Recycling isn’t about energy cost at all. Energy isn’t about to run out, we
have solar, hydro and wind in the future. You can make backward facing
arguments about coal use, if you want, but a strong argument would consider
what’s already happening and what today’s trends imply for the future.

If we use plastic bags instead of paper or cotton ones we’ll use tens to
hundreds of times more energy. Whether you think it’s backwards facing or not,
in the present huge amounts of that energy comes from burning fossil fuels and
the energy that doesn’t come from fossil fuels needs resources to be produced,
it doesn’t appear _ex nihilo_. Solar requires minerals to be mined and hydro
requires land be flooded and dams built. Everything requires resources, which
costs are real, not fictitious, whether denominated in dollars or kilojoules.

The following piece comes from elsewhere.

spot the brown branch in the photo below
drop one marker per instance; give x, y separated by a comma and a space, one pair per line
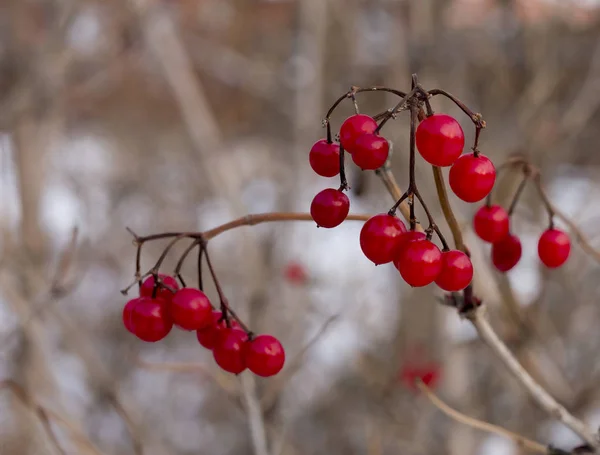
521, 441
479, 320
45, 415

>> paper and cotton use much more energy and water >Why worry about the two
things we can renew, while ignoring plastic’s use of limited non-renewable
petroleum, or the fact that plastic production produces carcinogenic pollution
and poisonous byproducts?

Because energy isn’t free any more than the land for growing cotton or trees
is, or water pumped from aquifers is. Paper and cotton production is also not
without its own chemical waste and uses far, far more water than making
plastic bags does.

>> Glass and plastic containers reuse is a solved problem. Put a big deposit
on containers and they’ll be reused. >So you mean it could be a solved
problem, right? I’m in favor of requiring deposits! If only we actually did
that everywhere instead of passing out free single use plastics...

Yeah, if there was political will to do so it could be done in months not
years. When things don’t happen because voters don’t want them that’s
democracy.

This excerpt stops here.